Meet Sweta Karlekar, a computer science major graduating in May. As an undergraduate, she chose to get involved with research within the department. Reflecting on her experience in undergraduate research, we discussed its impact on her time at Carolina, as well as her future career goals.
When did you decide you wanted to study computer science?
All my life I really wanted to be a doctor, because I knew the impact this role has on people’s lives. Junior year of high school, I took my first AI class and it was fascinating. We learned about self-driving cars and the ethics of AI; from that point on, I knew this was what I wanted to do. Through continued exposure to computer science, I realized that as a tool, computer science is morally neutral. Just as a doctor helps people, I could use what I’ve learned in computer science to help improve lives and make an impact on society.
Did you know you wanted to get involved with undergraduate research? How did you start?
I knew that I wanted to try to get involved with research prior to starting at Carolina. The summer before my first semester, I signed up for email listservs that sent information about open research positions across the University. There was an open position for a web developer within the School of Education, focused on creating science visualizations for children. This project aligned with my interests and involvements in high school, I was excited about the possibilities. I applied for the position and was accepted! I enjoyed the impact I was making and appreciated seeing how the collected data proved this research was really helping children, but I wanted to be challenged in different ways. That summer after my first year, I decided to reach out to Prof. Mohit Bansal at UNC CS, he was doing research in NLP, ML, and AI — the research areas I wanted to explore. I had a Skype interview and began work the following fall. Looking back, if I hadn’t taken that job my life would look so much different right now!

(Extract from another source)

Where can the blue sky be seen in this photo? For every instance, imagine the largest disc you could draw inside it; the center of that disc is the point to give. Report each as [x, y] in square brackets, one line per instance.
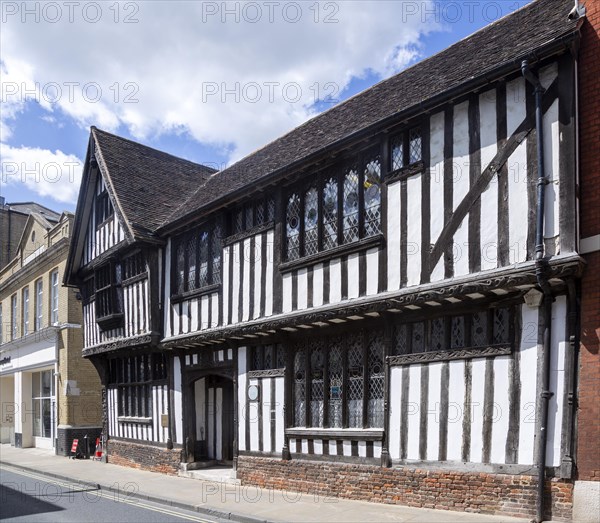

What advice would you have for your fellow CS students hoping to get involved in research?
When I first started at Carolina, I didn’t know that as an undergrad I would have the opportunity to plan, conduct, and carry through my own research projects and present at multiple top-ranking international conferences. Starting out, I found that I was met with imposter syndrome, lacking confidence in my knowledge of my chosen field of research and unsure of how I’d make my way in academia. However, research has given me the chance to prove myself in ways I never would have imagined; it allowed for freedom, creativity, and mobility. Through the opportunities granted to me by doing research, I met people that helped me build connections for job and internship opportunities, and ultimately have led me to a career I’m excited to begin after graduation. Looking back, research was the foundation I needed to make my next steps.
Research is an amazing opportunity to tell other people your idea, communicate, work in teams, and develop something that is truly yours. When working in industry, the code you write doesn’t belong to you and it is likely to eventually be rewritten. When conducting research, your paper is yours and it’s always going to be there. My papers are my creation—and it’ll be part of my legacy.